Dinar menoleh kaget. Seorang nenek memandangnya heran. Hatinya ciut melihat nenek tua yang menggendong bakul dari anyaman bambu, serta memegang seikat kayu bakar.
“A-adikku, Nek. Apa Nenek pernah melihat seorang remaja perempuan yang biasanya mencari ranting kering di sekitar hutan?”
Nenek itu tersenyum lebar, memperlihatkan giginya yang kecokelatan. Kepalanya mengangguk-angguk.
“Ya, aku sering melihatnya di pinggir hutan.” Nenek meletakkan kayu bakar, dan menatap Dinar yang tampak gelisah.
“Kau punya air? Aku haus sekali, rumahku masih jauh.”

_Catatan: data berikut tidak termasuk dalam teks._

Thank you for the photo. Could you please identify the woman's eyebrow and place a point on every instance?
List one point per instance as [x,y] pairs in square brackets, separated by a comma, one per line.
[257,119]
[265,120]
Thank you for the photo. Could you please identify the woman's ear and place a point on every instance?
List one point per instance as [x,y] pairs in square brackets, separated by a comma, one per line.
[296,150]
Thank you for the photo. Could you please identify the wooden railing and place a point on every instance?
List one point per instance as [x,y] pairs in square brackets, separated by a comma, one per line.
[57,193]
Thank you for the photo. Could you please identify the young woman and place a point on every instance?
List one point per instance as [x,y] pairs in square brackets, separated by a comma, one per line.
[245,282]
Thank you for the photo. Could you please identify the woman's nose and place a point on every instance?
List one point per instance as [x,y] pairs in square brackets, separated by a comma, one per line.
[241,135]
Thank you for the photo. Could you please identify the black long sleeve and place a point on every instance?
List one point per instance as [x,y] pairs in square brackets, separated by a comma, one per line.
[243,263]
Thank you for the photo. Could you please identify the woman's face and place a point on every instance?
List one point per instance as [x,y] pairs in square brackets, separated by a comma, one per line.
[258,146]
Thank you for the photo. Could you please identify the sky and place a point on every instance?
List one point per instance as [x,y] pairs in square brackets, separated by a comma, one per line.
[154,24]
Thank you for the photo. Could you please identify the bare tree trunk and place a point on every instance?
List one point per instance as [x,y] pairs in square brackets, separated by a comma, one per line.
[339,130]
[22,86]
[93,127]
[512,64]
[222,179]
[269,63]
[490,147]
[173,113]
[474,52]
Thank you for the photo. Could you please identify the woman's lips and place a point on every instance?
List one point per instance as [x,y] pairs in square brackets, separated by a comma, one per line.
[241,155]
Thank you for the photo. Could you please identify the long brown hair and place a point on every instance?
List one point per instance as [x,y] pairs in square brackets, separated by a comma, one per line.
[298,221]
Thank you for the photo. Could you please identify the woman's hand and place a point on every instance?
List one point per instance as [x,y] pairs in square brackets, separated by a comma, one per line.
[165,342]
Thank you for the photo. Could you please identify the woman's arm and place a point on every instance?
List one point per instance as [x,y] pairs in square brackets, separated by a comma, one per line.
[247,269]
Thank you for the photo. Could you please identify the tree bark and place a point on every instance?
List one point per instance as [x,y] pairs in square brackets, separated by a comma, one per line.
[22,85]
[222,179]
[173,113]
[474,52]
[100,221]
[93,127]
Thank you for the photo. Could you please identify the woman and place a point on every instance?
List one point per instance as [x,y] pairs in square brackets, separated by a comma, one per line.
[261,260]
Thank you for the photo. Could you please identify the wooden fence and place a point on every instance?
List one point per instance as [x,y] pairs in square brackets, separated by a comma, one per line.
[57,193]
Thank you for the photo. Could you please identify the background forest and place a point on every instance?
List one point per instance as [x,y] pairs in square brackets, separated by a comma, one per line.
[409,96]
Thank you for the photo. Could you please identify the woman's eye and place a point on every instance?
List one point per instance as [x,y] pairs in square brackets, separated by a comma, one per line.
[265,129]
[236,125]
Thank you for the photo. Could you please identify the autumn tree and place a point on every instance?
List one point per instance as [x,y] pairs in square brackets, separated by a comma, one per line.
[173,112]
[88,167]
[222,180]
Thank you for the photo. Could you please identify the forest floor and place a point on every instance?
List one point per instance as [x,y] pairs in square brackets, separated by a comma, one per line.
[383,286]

Tanpa pikir panjang lagi, Dinar mengulurkan botol airnya, meskipun dia sendiri sebenarnya juga haus. Nenek langsung meminumnya sampai habis. Dinar tidak peduli, yang dia pikirkan hanya Dinda. Dia berharap Nenek tahu kira-kira di mana Dinda.
“Sejak siang tadi, adikku belum pulang, Nek. Aku khawatir sekali. Ke mana aku harus mencarinya, Nek? Tolong bantu aku.”
“Sudah sore, Nak. Sebaiknya kau pulang. Besok pagi kau bisa cari adikmu lagi.”
“Tapi, Nek ....” Kalimat Dinar terputus saat melihat Nenek itu menatapnya tajam.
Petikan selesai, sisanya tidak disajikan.